Happy Thanks -giving! I am thankful to be over the flu and back online. But while I was sick I managed to finish some reading, including Becket by Jean Anouilh.

I have to confess, in my freshman history class, I had trouble keeping Thomas Becket separate from Thomas More. Both Thomases opposed powerful Henrys (the II and the VIII) and were killed for holding certain ideas of the Church above the king. And I'm not the only one to see a connection.

I particularly appreciated Stephen Greydanus' remark, "In a way the 12th-century events of Becket, which is the earlier story (and also the earlier play, and the earlier film), play as a kind of dress rehearsal for the more momentous 16th-century events related in A Man for All Seasons." The whole time I was reading the play, I kept thinking, "This line is so familiar. I've seen this. No, wait... that was A Man for All Seasons." Now I don't feel so silly.

Anouilh admits that his play is not always historically accurate (particularly in it's portrayal of Becket as a Saxon), and as I was reading, I found myself thinking, "Really? People were that primitive back then?" But it's not the actions, or even the attitudes, of the characters that I had trouble believing. Instead, it's the convenient simplicity of his dialogue that throws me. Anouilh says in his preface that he is not a "serious" person, and his dialogue has a witty, light touch, but this somehow makes it too heavy-handed when revealing who the unenlightened, selfish characters are (i.e. all the Normans). Also, Becket's motives for refusing the king seem petty, or even self-serving, at times, but Anouilh doesn't question them.

Not that I would be overly embarrassed if I had written Becket. Anouilh's play is still an enjoyable and powerfully concise treatment of honor, religion, and politics. I'll have more to say about it once I've read T.S. Eliot's Murder in the Cathedral.

Side note: Henry VIII may not have missed possible connections between Thomas Becket (d. 1170) and Thomas More (d. 1535) either because in 1538 he ordered Thomas Becket's shrine destroyed and all references to his murder and sainthood erased. This was only after the long-dead saint refused to show up at a trial to explain why he wasn't a traitor.

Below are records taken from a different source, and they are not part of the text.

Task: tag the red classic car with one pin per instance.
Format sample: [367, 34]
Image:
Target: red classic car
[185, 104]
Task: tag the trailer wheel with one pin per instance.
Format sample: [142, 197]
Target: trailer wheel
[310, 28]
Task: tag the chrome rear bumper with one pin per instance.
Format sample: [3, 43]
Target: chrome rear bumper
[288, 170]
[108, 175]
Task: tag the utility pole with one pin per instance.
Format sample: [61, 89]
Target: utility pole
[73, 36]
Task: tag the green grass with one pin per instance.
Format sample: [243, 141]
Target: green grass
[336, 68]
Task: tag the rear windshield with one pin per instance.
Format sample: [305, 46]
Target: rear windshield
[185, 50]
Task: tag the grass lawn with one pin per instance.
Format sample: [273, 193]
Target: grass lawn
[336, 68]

Saturday, November 22, 2008

King Lear



Huzzah! for Shakespeare. I just finished King Lear (which, strangely enough, I never read in my college Shakespeare class). This may be my favorite Shakespearean tragedy, after Hamlet.

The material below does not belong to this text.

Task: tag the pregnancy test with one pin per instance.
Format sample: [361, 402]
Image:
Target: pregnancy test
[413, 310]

Every possible opinion about King Lear (as well as every possible "study guide"--useful or otherwise) seems to available online. But the line "Would it have killed [Cordelia] to flatter her father just a little?" made me laugh. Cordelia as a pointlessly stubborn troublemaker could make an interesting essay...

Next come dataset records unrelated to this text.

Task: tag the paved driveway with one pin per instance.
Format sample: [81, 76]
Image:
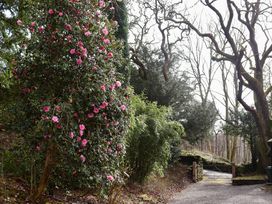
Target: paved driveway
[216, 188]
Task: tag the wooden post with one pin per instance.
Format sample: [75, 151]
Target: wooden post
[194, 171]
[233, 170]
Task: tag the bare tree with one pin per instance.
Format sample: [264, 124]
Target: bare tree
[243, 54]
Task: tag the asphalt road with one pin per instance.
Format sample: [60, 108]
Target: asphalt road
[216, 188]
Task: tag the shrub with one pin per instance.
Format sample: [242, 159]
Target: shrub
[150, 138]
[72, 102]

On a more serious literary note, I found this wonderful exploration of Mansfield Park as a retelling of King Lear by Susan Allen Ford. I wish the ending wasn't so abrupt (I would have liked more about the significance of Austen's conclusion), but Mansfield Park is my least favorite Austen story, so anything that helps me see Fanny Price as more than a Regency period Elsie Dinsmore is greatly appreciated.

The painting at top is by Edwin Austin Abbey. (See how evil Regan and Goneril look? They're like Lady Macbeth twins!) I also love Susan Herbert's Cat King Lear yowling against the storm.